Dediğim gibi: Bu bir tercih ve iktidara bu yolla gidileceği düşünülüyor. Keşke, “21. Yüzyıl İçin Planlama” ekibinin başındaki ekonomist Prof. Bilsay Kuruç ve arkadaşları da davetli olsaydı 3 Aralık’a...

Bu işin “ekonomi” ayağı... Bir Altılı Masa mesajı var.

“Aday benim” dedi ve altını çizdi


CHP lideri konuşmasında dedi ki:

“... Ne derlerse desinler inandığım vizyon yolculuğundan asla vazgeçmeyeceğim. Çünkü ne istediğimi ve bu yolun nereye varacağını daha başlarken biliyordum. Bay Kemal çıktığı yoldan asla geri adım atmaz.

“... Bay Kemal, çetelerle ve yolsuzluk yapanlarla mücadele etme sözü verdi. Çünkü ben kirli sermayenin adamı olmam! Kirli sermayenin çaldığı 418 milyar doları, borçları olarak deftere yazdım. Ben biliyorum onlar neden sürekli benimle görüşmek istiyorlar... Neden aracılarla haber gönderiyorlar... Neden arkamdan iş çeviriyorlar... Neden anketçileri, sureti muhalefetten gözüken medya kalemlerini satın alıyorlar...

“... Evet, yapacaklarımızın bir ön izlemesini gördünüz. Ve emin olun siz izlerken ben de izledim ve güzel şeyler öğrendik.

“... Ülkesine destek olmak isteyen, bu büyük derlenmeye, toparlanmaya omuz vermek isteyen isimler, inanın çığ gibi büyüyecek.

“... Ben sizi bir adaya oy vermeye çağırmıyorum derken, neyi kastettiğimi herhalde anlamış oldunuz. Net anlaşılsın istiyorum; Türkiye’yi tek bir kişi değil, liyakate dayalı bir sistem yönetecek.

“... Bugün bu sahneden size, ana muhalefet partisinin genel başkanı olarak seslenmiyorum. Kuracağımız sistemin, büyük güç birliğinin bir parçası olarak sesleniyorum.

“... Söylemiştim, bu siyaset üstü güç birliği, sizlerle birlikte çalışınca tamamlanacak.”

Toplantı öncesinde, Lütfi Kırdar ve Kılıçdaroğlu’nun kurmaylarıyla konuşmasına son şeklini verdiği Hilton’daydım.

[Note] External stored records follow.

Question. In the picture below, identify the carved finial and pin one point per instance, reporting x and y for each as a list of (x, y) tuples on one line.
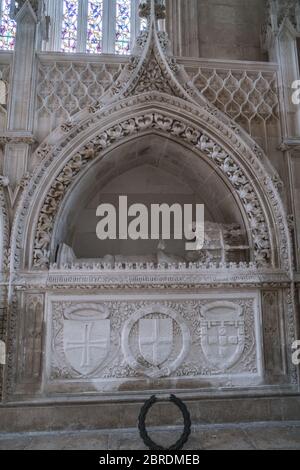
[(154, 8)]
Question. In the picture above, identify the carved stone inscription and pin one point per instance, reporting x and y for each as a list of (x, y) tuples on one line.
[(111, 339)]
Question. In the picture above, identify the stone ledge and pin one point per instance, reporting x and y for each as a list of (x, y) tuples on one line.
[(116, 415)]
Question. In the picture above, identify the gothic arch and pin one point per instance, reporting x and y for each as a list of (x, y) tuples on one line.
[(196, 128), (152, 94)]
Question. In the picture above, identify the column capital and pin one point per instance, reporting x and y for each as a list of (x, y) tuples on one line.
[(19, 8), (155, 7)]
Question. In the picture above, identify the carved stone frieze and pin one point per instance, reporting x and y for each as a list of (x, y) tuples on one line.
[(106, 339)]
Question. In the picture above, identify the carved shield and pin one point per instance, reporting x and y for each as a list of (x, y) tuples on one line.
[(156, 340), (223, 336), (86, 344)]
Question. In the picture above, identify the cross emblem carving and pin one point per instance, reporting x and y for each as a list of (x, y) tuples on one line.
[(86, 345)]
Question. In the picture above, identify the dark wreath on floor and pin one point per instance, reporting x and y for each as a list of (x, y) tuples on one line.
[(143, 430)]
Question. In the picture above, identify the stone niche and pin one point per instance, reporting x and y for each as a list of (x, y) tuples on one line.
[(125, 342)]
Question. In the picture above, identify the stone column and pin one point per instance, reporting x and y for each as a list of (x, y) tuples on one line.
[(19, 135), (182, 26)]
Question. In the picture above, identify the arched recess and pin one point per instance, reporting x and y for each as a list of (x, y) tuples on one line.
[(70, 150), (150, 169)]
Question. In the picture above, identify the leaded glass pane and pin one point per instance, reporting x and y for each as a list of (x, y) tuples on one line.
[(7, 28), (95, 26), (69, 26), (123, 26)]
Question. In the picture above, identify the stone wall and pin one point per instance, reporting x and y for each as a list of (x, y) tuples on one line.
[(217, 29)]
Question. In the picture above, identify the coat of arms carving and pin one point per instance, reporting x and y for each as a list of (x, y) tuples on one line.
[(86, 344), (156, 339), (222, 334)]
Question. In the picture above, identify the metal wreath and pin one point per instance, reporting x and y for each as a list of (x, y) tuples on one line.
[(142, 424)]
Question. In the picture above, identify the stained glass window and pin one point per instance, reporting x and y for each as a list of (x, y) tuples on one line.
[(69, 26), (123, 26), (95, 26), (7, 27), (2, 92), (144, 24)]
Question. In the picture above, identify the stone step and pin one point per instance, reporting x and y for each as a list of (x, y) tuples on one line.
[(249, 436)]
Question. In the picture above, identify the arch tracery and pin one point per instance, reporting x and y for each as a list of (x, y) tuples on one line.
[(153, 94)]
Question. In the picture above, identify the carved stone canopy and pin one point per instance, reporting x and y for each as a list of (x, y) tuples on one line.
[(153, 94), (159, 10)]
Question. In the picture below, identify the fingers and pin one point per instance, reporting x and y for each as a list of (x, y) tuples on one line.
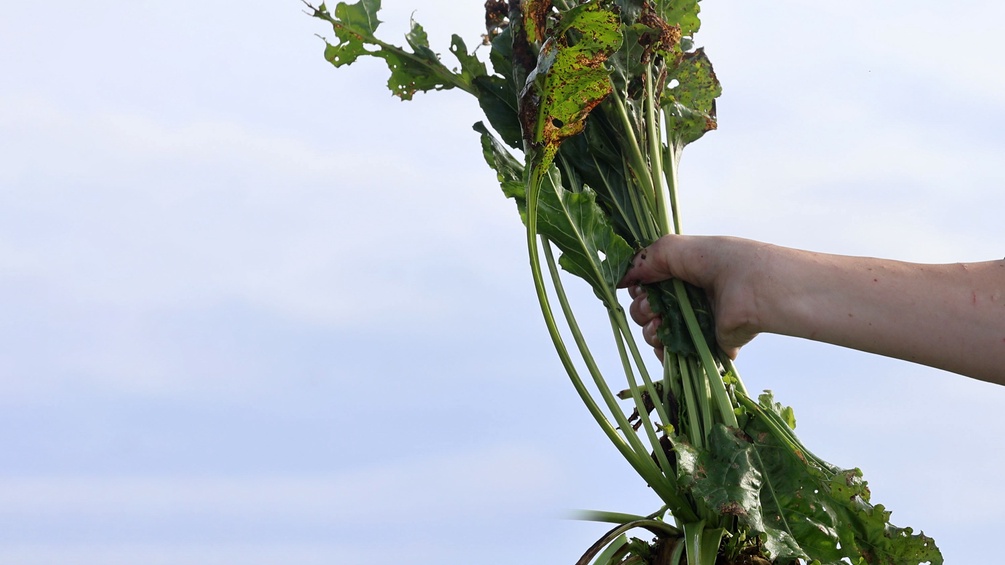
[(641, 313)]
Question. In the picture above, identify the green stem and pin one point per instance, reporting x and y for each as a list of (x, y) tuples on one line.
[(640, 168), (634, 450), (640, 408), (719, 393), (656, 156)]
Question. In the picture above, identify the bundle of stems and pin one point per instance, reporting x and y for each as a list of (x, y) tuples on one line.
[(599, 98)]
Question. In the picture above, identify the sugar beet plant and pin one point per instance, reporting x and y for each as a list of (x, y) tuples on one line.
[(589, 105)]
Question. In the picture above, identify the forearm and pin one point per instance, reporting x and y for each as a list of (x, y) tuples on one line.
[(946, 316)]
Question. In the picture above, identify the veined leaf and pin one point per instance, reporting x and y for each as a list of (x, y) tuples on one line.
[(417, 70), (690, 105), (570, 78), (803, 508), (577, 225), (572, 220)]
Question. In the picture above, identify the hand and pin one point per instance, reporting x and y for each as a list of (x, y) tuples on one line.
[(724, 266)]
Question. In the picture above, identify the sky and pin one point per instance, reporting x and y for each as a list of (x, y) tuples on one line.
[(254, 310)]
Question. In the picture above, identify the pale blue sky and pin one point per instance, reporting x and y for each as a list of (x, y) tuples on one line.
[(254, 310)]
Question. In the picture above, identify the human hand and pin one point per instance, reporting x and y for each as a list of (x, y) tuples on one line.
[(726, 267)]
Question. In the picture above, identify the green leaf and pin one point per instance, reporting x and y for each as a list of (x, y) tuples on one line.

Kurmayların ortak düşüncesini aktarayım: “Bay Kemal adaylıktan bir milim geri adım atmayacak.” Konuşmayı ve mesajları görünce de “aday benim”in altının çizildiğini herkes gördü.

SORU ŞU: O zaman “kazanacak aday” tartışması son mu buldu?  Ya da 3 Aralık toplantısı masanın diğer ortaklarında nasıl yankılandı?